A calvície num intelectual, juiz, médico, professor de história ou de filosofia lhe imputa a autoridade de um sênior sem lhe incutir os pesos da velhice. Nestes termos, jamais a calvície pode ser apelidada de “um sinal da velhice”. Ela é um sinal da maturidade. Pela primeira vez eu amei a minha futura careca. Passar-lhe a mão; escorrer os dedos no liso da pele; sentir a fragilidade do tecido epitelial, que não fora forte o suficiente nem para segurar leves e finos fios de cabelo – tudo isso será um exercício de amor à experiência, que admiro naqueles que muito já viveram.

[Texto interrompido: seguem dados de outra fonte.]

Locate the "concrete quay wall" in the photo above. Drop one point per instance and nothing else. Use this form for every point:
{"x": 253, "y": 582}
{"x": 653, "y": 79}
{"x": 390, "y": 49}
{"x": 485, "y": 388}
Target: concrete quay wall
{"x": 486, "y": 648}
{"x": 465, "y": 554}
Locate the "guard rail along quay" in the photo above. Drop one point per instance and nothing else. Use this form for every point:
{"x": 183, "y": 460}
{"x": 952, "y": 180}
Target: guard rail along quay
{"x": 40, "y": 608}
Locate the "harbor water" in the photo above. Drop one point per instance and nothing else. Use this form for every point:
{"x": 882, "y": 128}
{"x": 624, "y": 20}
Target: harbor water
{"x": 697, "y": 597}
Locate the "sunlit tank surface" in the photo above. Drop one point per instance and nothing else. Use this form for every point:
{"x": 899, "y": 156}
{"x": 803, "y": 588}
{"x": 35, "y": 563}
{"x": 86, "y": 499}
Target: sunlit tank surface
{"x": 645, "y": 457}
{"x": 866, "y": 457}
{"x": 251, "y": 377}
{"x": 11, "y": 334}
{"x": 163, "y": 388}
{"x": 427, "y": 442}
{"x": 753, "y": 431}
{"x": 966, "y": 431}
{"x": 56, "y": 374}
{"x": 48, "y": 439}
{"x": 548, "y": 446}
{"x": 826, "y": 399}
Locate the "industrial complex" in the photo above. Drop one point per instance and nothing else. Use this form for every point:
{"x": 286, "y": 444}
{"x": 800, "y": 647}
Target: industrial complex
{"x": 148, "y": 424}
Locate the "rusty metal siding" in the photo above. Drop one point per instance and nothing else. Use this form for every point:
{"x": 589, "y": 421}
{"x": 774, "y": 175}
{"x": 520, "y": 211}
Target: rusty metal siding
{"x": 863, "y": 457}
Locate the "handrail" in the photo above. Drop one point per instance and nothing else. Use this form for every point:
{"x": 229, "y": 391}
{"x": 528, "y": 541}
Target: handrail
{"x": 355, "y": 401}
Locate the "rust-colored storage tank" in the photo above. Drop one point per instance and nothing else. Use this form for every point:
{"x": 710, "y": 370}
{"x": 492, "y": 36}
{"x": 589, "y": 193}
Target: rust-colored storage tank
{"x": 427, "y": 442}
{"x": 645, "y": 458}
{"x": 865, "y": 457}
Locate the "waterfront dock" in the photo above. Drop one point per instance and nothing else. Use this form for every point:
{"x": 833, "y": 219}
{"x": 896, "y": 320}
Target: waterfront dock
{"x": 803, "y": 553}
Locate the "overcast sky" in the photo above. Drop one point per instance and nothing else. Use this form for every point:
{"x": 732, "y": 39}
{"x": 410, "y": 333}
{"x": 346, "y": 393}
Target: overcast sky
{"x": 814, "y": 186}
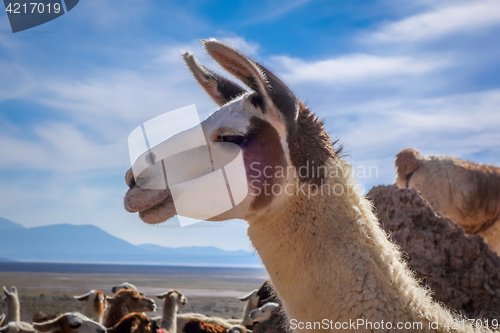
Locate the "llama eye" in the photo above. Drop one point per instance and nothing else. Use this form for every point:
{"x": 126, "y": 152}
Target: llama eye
{"x": 236, "y": 139}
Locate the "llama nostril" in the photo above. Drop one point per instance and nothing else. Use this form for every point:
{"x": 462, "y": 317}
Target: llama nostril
{"x": 129, "y": 178}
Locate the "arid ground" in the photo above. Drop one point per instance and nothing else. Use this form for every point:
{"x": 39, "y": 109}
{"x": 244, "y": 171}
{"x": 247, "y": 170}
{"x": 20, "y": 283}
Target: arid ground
{"x": 211, "y": 291}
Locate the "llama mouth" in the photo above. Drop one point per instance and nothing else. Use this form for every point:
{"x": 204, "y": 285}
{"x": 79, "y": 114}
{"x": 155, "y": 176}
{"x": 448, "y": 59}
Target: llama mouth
{"x": 153, "y": 206}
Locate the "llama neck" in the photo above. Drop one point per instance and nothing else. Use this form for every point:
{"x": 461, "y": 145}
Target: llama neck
{"x": 252, "y": 304}
{"x": 329, "y": 259}
{"x": 116, "y": 312}
{"x": 13, "y": 310}
{"x": 169, "y": 316}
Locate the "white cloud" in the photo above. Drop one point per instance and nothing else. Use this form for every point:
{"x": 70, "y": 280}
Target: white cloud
{"x": 452, "y": 19}
{"x": 464, "y": 126}
{"x": 60, "y": 147}
{"x": 15, "y": 80}
{"x": 355, "y": 68}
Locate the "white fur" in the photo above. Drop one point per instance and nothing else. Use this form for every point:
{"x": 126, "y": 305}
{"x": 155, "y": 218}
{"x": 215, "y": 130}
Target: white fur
{"x": 264, "y": 312}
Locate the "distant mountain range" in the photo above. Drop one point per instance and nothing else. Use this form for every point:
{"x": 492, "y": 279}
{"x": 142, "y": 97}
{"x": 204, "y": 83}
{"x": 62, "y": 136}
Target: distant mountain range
{"x": 88, "y": 243}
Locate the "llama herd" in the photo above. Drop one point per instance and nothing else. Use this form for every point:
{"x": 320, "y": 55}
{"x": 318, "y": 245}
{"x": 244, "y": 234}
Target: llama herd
{"x": 328, "y": 258}
{"x": 125, "y": 312}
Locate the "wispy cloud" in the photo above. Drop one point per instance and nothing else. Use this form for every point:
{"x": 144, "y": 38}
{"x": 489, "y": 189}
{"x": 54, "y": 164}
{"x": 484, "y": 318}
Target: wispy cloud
{"x": 355, "y": 68}
{"x": 451, "y": 19}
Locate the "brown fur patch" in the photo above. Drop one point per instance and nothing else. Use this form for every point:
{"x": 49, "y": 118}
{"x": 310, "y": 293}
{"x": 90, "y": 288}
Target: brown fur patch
{"x": 41, "y": 317}
{"x": 407, "y": 162}
{"x": 310, "y": 147}
{"x": 99, "y": 302}
{"x": 59, "y": 324}
{"x": 263, "y": 153}
{"x": 267, "y": 294}
{"x": 484, "y": 196}
{"x": 125, "y": 299}
{"x": 133, "y": 323}
{"x": 199, "y": 326}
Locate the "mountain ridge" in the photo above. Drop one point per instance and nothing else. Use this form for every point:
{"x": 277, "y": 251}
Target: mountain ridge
{"x": 88, "y": 243}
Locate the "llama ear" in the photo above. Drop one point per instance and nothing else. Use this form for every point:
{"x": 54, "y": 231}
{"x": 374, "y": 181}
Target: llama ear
{"x": 161, "y": 296}
{"x": 264, "y": 82}
{"x": 83, "y": 297}
{"x": 220, "y": 89}
{"x": 135, "y": 325}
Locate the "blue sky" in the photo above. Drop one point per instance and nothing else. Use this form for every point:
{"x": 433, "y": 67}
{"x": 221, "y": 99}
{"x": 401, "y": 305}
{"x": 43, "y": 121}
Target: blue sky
{"x": 384, "y": 75}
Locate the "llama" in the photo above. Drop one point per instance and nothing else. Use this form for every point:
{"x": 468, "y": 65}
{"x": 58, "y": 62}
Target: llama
{"x": 70, "y": 323}
{"x": 238, "y": 329}
{"x": 134, "y": 323}
{"x": 183, "y": 318}
{"x": 328, "y": 258}
{"x": 17, "y": 327}
{"x": 173, "y": 299}
{"x": 124, "y": 302}
{"x": 264, "y": 312}
{"x": 199, "y": 326}
{"x": 11, "y": 300}
{"x": 40, "y": 317}
{"x": 94, "y": 305}
{"x": 12, "y": 322}
{"x": 124, "y": 285}
{"x": 465, "y": 192}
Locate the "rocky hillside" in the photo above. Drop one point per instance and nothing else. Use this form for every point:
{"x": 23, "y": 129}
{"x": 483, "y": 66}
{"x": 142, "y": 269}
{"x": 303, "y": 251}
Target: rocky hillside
{"x": 459, "y": 268}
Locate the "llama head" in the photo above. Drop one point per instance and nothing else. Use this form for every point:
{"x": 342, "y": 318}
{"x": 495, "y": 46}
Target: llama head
{"x": 9, "y": 294}
{"x": 135, "y": 323}
{"x": 93, "y": 302}
{"x": 70, "y": 323}
{"x": 274, "y": 130}
{"x": 124, "y": 285}
{"x": 175, "y": 296}
{"x": 264, "y": 312}
{"x": 132, "y": 300}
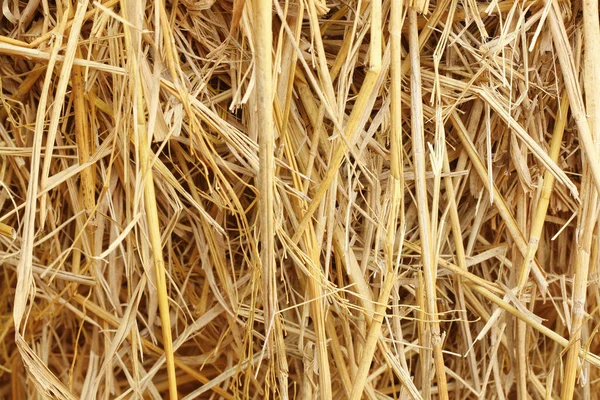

A fronte espaçosa em demasia será como as rugas, ensinará muitas coisas belas que o ‘não tê-las’ pode (ou não) excluir da compreensão. As rugas, penso, merece ser apertada com a ponta dos dedos cansados, enquanto a voz vacilante diz:
“Veja estas rugas. Você não sabe o quanto elas são belas. Você não sabe quanto de sol contribuiu para essa fadiga epitelial. Cultivada.”
A calvície, penso, merece receber tapinhas do seu dono em proferindo, brevemente, as palavras, como em oração:
“Cada fio que me caiu foi uma metáfora daquelas coisas que tentamos segurar e que insistem em escorrer pelo vão dos dedos – são as coisas que não merecem nosso lamento, pois, no fundo, não têm importância alguma!”

(Van Gogh)

Ponte Velha Elói Mendes - Paraguaçu, 18 de julho de 2008.